然而沈之彥不僅知道楚序重傷,而且也知道是誰重傷了楚序。
作為當事人之一,沈之彥自然也知道了楚序的騷操作,頓時略感無奈。
在楚序那裡,沈之彥是楚序最好的借口,在其他人眼裡,楚序是沈之彥一時腦抽收的廢物徒弟。
反正無論楚序怎麼作,沈之彥都是第一受害者。
就離譜。
因為隻是初試,百家隻派了幾個坐鎮長老前去比試台坐鎮,其餘長老宗主除了關心自家弟子的,都沒去。
沈之彥自然也沒去,一心兩耳不聞窗外事。
然而弄淮卻是個閑不住的。
他潇灑不羁慣了,當然也不會前往比試台看弟子們比試,隻是消息挺靈通,一天下來也不覺得無聊。
“你可知我從弟子們那處聽到了什麼?”弄淮笑得不懷好意,一來便展開一柄折扇裝比,宛若沒有骨頭一樣斜靠在沈之彥桌前的軟榻上——他自己搬的。
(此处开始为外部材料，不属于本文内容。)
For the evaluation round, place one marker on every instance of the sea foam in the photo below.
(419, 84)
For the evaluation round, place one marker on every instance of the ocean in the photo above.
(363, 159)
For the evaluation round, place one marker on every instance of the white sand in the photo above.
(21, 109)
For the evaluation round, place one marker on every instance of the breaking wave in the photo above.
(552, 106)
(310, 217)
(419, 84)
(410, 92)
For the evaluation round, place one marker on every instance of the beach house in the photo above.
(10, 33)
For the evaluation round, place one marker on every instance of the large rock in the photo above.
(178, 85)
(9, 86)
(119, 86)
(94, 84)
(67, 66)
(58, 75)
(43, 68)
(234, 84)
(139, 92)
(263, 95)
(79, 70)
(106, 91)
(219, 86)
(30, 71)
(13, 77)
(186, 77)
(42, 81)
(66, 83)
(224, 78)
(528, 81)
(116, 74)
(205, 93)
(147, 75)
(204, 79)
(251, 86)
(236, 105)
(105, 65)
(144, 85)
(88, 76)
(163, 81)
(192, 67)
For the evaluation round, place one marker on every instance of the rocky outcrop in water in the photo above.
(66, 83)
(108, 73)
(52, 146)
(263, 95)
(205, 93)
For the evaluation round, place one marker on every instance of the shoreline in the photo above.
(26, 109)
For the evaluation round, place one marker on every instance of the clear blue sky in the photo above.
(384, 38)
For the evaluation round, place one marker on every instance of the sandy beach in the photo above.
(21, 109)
林家客院雕梁畫棟,處處精緻古雅,屋裡陳設簡單低調卻不難看出其中奢豪。
弄淮絲毫不見外,初來沈之彥的客院時還頗為嫌棄,後來來的次數多了,他就自顧自添了張軟榻。
沈之彥擡眼望他,沒搭話。
弄淮自覺無趣,暗中翻了個白眼,直接道:“我現在是真的想不通了,你那小徒弟除了一張臉外還有什麼值得你收下他的?這下好了,你玉澤仙尊一世英名,半數都毀在小徒弟手裡了。”
“出了何事?說清楚。”
弄淮雖然看着是為沈之彥打抱不平,内裡卻是幸災樂禍的不行:“區區初試而已,你那小徒弟居然棄權了。啧啧啧……沈仙尊,若是我沒記錯的話,你指導他也是幾個月餘了吧?”
還劍道尊者呢,門下弟子卻是個混不吝。
聞言,沈之彥垂眸,墨色睫羽微動,沒有辯解,卻是說起其他的:“你說半數都毀在他手裡了?”
弄淮簡直對沈之彥此時的安之若素感到佩服,他惋惜道:“今日雲榷師侄與林家林隅比試,兩人劍道上的造詣頗深,修為大差不差,勉強得了個平局。”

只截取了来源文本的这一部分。